Single shot fast spin echo sequences can be used to obtain relatively motion free breathold sequences in the pelvis with tissue contrast similar to more conventional fast spin echo. For conventional pelvic imaging, the advantage of these sequences is the ability to image the abdominal wall, mesenteric fat and bowel without motion. The main disadvantage of these sequences is the overall lower SNR and the tissue blurring in the phaseencoding direction due to alterations to the pointspread function, as previously described for fast spin echo sequences. These effects are more pronounced on single shot fast spin echo sequences and are the major factor limiting their more widespread use in the abdomen and pelvis (Fig. 2). Single shot fast spin echo sequences have been substituted for fast spin echo sequences for imaging the pelvis (Fig. 2). For certain specific, ‘simple’ applications such as identification of fibroid, single shot fast spin echo sequences may be able to obtain a study in a shorter period of time [10]. Imaging of the bowel is superior with single shot fast spin echo sequences, for two reasons [3]. Imaging time is sufficiently short so that perstalsis-related motion artifacts are reduced. Also, the long T2 of the luminal contents will cause the mucosal surfaces to be imaged with high resolution.

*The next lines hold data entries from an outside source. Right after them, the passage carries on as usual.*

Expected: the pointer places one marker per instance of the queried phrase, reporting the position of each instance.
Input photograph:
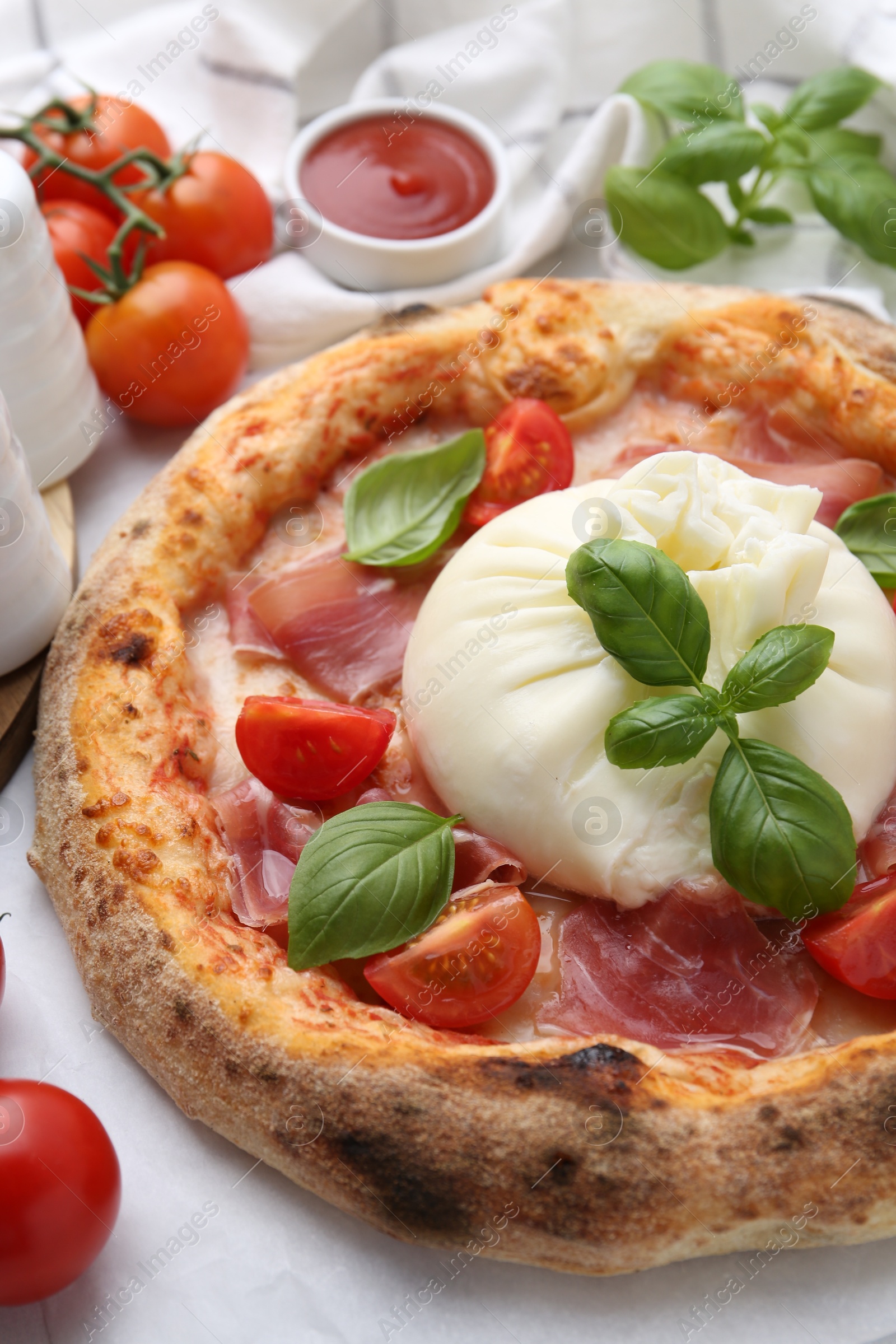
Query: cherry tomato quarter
(59, 1190)
(119, 127)
(217, 216)
(528, 452)
(857, 942)
(473, 963)
(172, 348)
(311, 749)
(78, 232)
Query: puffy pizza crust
(617, 1158)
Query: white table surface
(276, 1265)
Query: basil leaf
(839, 143)
(406, 506)
(769, 116)
(664, 730)
(370, 879)
(685, 91)
(770, 216)
(781, 835)
(664, 218)
(829, 97)
(870, 531)
(644, 609)
(859, 198)
(781, 666)
(722, 151)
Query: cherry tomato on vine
(311, 749)
(172, 348)
(217, 216)
(120, 127)
(78, 232)
(857, 942)
(528, 452)
(473, 963)
(59, 1190)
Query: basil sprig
(870, 531)
(781, 835)
(659, 210)
(370, 879)
(402, 508)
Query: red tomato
(78, 232)
(119, 128)
(59, 1190)
(857, 942)
(172, 348)
(473, 963)
(528, 452)
(311, 749)
(217, 216)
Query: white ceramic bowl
(359, 261)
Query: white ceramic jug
(45, 375)
(35, 581)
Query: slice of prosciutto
(481, 859)
(343, 626)
(248, 635)
(265, 839)
(683, 973)
(843, 482)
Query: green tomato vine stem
(159, 175)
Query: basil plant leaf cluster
(370, 879)
(781, 835)
(868, 529)
(661, 213)
(405, 507)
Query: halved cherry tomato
(172, 348)
(473, 963)
(59, 1190)
(78, 232)
(857, 942)
(217, 216)
(528, 452)
(311, 749)
(119, 128)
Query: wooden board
(19, 690)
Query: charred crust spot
(136, 864)
(790, 1139)
(535, 380)
(418, 1195)
(133, 651)
(598, 1057)
(101, 805)
(562, 1170)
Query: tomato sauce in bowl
(393, 179)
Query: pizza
(656, 1067)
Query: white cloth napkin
(543, 84)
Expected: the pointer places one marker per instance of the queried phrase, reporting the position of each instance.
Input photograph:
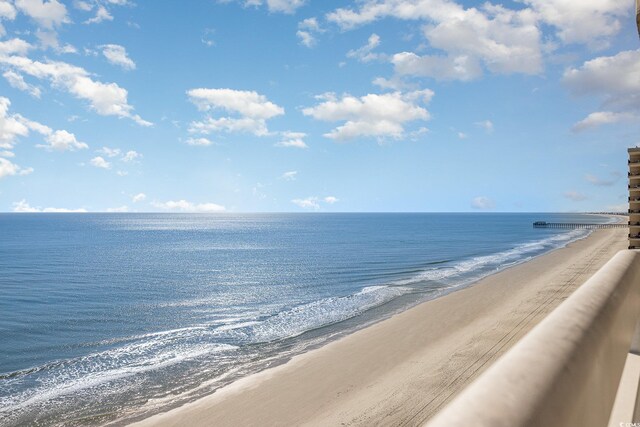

2.3. Echo planar imaging Echo planar imaging has not been widely used for imaging the pelvis. The reasons for this are several fold. First, until recently, gradient performance has not been
up to the task of the rapid gradient switching that is necessary to generate echo planar images on standard MR imaging systems. Secondly, magnetic susceptibility and chemical shift artifacts are a problem with echoplanar imaging and would greatly limit its potential in the pelvis. Magnetic susceptibility is high at interfaces between gas and soft tissues. This situation occurs commonly in the tortuous sigmoid colon, small bowel, and rectum and therefore, structures adjacent to these may be distorted or obscured on echo planar images. Lastly, it has not been considered necessary to obtain the degree of temporal resolution that echo planar imaging offers. In general, for imaging the pelvis, spatial resolution is at a premium. Contrast resolution or tissue contrast is less important and temporal resolution may be the least important of all. Some degree of temporal resolution is important when studying dynamics of contrast enhancement and vascularity, but this type of information has rather restricted utility in the pelvis.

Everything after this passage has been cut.